El cuarto largometraje de Haigh supone su primera incursión en el paisaje y la cultura norteamericanas; en concreto, la cara marginal de Portland, Oregon. Allí comparten un sórdido departamento Charley (Charlie Plummer, todo un descubrimiento) y su mujeriego padre. Arrastrado a la ociosidad por la falta de estímulos, Charley ve la luz cuando empieza a trabajar para Del (Steve Buscemi), un cuidador de caballos de carreras de segunda fila.
Parece que a Charley se le abre un horizonte de sosiego, pero la tendencia del padre a meterse en líos romperá esta utopía serena. En un momento determinado, el joven Charley, de solo 16 años, decide lanzarse a la carretera en busca de paz y libertad acompañado del caballo Lean on Pete; un territorio, el de la road movie, nuevo y hasta cierto punto ajeno a Haigh. Una distancia que permite al inglés abordar el imaginario y los paisajes estadounidenses de un modo original.
Apóyate en mí asordina el contenido épico y romántico del clásico relato de iniciación norteamericano, como si se tratara de un Colmillo blanco en miniatura o un En el camino sin euforia. La propia dirección del viaje, de Oeste a Este, contradice el sentido de la conquista de nuevas tierras y libertad que subyace en el imaginario estadounidense: una disposición a contracorriente de la que tiene mucha culpa Willy Vlautin, el autor de la novela en la que se basa el film.
Cabe destacar que la relación de Charley con su caballo remite a Kes (1969), el segundo y mejor film de Ken Loach, mientras que, del lado de lo problemático, algunos giros dramáticos, más propios de lo novelístico que de lo fílmico, no terminan de ajustarse a la sutileza de Haigh. En su cuarto largometraje, el británico se confirma como un director que domina a la perfección todos los resortes del naturalismo psicológico.

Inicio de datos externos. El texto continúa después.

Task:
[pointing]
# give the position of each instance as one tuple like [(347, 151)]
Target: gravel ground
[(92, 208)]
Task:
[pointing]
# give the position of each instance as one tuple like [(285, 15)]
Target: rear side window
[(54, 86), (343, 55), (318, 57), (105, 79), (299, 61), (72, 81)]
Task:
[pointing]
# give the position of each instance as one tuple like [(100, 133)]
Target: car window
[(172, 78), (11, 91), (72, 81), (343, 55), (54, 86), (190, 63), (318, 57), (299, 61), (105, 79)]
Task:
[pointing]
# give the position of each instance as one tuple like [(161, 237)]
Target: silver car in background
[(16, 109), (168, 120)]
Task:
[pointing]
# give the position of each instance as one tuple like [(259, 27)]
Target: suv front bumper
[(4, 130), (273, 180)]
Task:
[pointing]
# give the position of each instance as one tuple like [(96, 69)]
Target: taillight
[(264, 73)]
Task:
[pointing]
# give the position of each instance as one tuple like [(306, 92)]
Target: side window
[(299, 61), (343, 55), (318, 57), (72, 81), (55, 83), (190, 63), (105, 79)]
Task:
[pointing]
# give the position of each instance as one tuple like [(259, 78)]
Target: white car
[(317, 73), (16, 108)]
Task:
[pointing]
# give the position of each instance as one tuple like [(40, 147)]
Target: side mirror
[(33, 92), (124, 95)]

Como en Wendy and Lucy, de Kelly Reichardt, aquí tenemos a un personaje que va perdiendo sus pequeñas posesiones y vínculos con lo social; sin embargo, existe todavía un largo trecho entre la sabiduría cinematográfica de la directora de Old Joy –en cuyo cine la realidad parece siempre un territorio virgen para el tránsito misterioso y orgánico de sus personajes– y el talento dramatúrgico de Haigh, en cuyo obra se percibe la mano de un cineasta que necesita controlar con mano firme el destino del relato y sus personajes.